2. They are able to impress humans by disclosing to them information which is unlikely to be possessed by anyone who has not been allowed to share it. This ability of the jinn owes itself to the fact that they can read what is in the minds of humans who have contacted them. For instance, the fact that my grandfather was killed in a bomb blast was in my mind, wherefrom 'Usman Sahib' could have easily picked it. Similarly, ,the case of the information about the medical problem of the gentleman who was asked to appear. Interestingly, although he could not answer the French question, 'Usman Sahib' could know its meanings, because the questioner's mind was there for him to read from. Thus, many naïve humans are led astray by the fact that they experience that there are some apparently extraordinary people who are able to tell them about such details of their past which could not normally be known to anyone. This could only be possible if one were in direct contact with an 'Usman Sahib'. Obviously, the jinn do not know everything about the unseen. Because of their mind-reading ability, their information about the past can be almost perfect, but since they do not have the same facility for the future, their predictions there are very likely to be much less accurate. Indeed, they do have their limitations.
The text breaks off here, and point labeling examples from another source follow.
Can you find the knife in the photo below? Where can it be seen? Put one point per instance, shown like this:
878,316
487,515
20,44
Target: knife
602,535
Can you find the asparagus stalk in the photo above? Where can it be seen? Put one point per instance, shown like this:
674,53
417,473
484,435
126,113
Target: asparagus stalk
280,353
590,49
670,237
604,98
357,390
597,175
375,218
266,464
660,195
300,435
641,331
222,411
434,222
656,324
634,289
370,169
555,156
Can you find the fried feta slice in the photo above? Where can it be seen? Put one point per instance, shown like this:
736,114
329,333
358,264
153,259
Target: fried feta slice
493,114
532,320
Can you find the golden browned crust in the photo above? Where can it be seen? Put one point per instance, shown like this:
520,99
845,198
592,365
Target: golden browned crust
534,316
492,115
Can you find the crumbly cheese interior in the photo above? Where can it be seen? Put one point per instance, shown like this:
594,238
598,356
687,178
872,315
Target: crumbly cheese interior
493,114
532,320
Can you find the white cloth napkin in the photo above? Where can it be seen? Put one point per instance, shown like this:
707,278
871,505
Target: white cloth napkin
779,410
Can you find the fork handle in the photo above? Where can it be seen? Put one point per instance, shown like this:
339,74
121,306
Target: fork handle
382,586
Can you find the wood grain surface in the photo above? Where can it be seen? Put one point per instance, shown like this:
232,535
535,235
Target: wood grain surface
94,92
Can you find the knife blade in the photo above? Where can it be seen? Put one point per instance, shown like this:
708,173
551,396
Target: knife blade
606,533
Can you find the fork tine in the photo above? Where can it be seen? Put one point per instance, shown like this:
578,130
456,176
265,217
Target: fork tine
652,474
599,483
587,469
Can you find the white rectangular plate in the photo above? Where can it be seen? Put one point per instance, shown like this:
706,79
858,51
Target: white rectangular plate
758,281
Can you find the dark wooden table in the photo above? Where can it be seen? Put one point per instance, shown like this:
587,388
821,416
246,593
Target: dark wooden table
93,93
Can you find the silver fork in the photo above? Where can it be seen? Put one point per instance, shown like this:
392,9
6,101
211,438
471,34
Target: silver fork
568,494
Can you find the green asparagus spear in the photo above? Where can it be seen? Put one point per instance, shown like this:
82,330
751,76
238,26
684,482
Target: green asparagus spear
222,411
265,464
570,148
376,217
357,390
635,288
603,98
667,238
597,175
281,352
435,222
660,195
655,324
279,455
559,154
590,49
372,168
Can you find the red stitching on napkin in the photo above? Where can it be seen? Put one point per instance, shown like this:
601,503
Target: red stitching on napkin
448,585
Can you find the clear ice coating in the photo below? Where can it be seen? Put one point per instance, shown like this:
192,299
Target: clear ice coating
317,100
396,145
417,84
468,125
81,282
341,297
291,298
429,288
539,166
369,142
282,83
But they know more than us about certain aspects of this material life, as indeed we must know more than them about certain other aspects of it. However, their 'advantage' of invisibility gives them the edge, which helps them in their game of deception.
3. They pick our weaknesses to induce us into evil ways. Many a times I felt that 'Usman Sahib' was setting a trap for me to fall into by making dubious statements. For instance, he once declared that a certain place, owned by one of our relatives, was worthy of high reverence, because, long time ago, a prophet was born there. Obviously, it was a trap meant to entice the target to fall into it. If the response from our side would have been positive, he would have jumped at the opportunity to make a mountain out of this mole.
4. The biggest assault Satan makes is on the belief in unity of God. That is what 'Usman Sahib' attempted in his 'prophet's birthplace trap', but, thank God, failed.
5. Satan has the ability to create images, which appear real, if one allows oneself to be deceived by the great deceiver. There is no reason to be impressed by the kind of remarkable stuff many people claim to have viewed in their visions.
6. Satan doesn't mention everything wrong. He mixes good with evil so that men get confused and thus the way is paved for evil to prevail.
7. The Almighty has, generally speaking, kept us secured from the direct manipulation of the jinn, unless we foolishly allow them to interfere in our affairs. I committed that blunder and paid the penalty, and so did the gentleman from Saudi Arabia.
8. As soon as one realizes that one is being influenced by Satan, one should immediately seek refuge in the Almighty, or else it is very likely that Satan will win over our confidence and would take us to the farthest corners of ignorance.
9. Most of the misplaced confidence of the people in their beliefs who are misguided from the straight path of Islam, as is mentioned in the Qur'an and Sunnah, are the ones who feel confident through their jinn-inspired experiences of a world that doesn't exist but is made to appear as if it actually does. Most of the misguided religious people mention their confidence about their espoused religious beliefs on the basis of their visions, which are by and large inspired by Satan. I personally know Sufis, Ahmadis, Born-Again Christians, Mormons, who all have definite experiences to narrate to prove that their religious views are correct.5I am sure that many misguided religious people from other groups also make similar claims.
10. There is no certain religious source of knowledge under the sky except the book of Allah, the Qur'an, and the religious example of his prophet, the Sunnah. Everything else is subservient to these sources and should only be accepted if it doesn't contradict the guidance contained in them.
May the Almighty secure us from the evil ways of Satan, the great deceiver.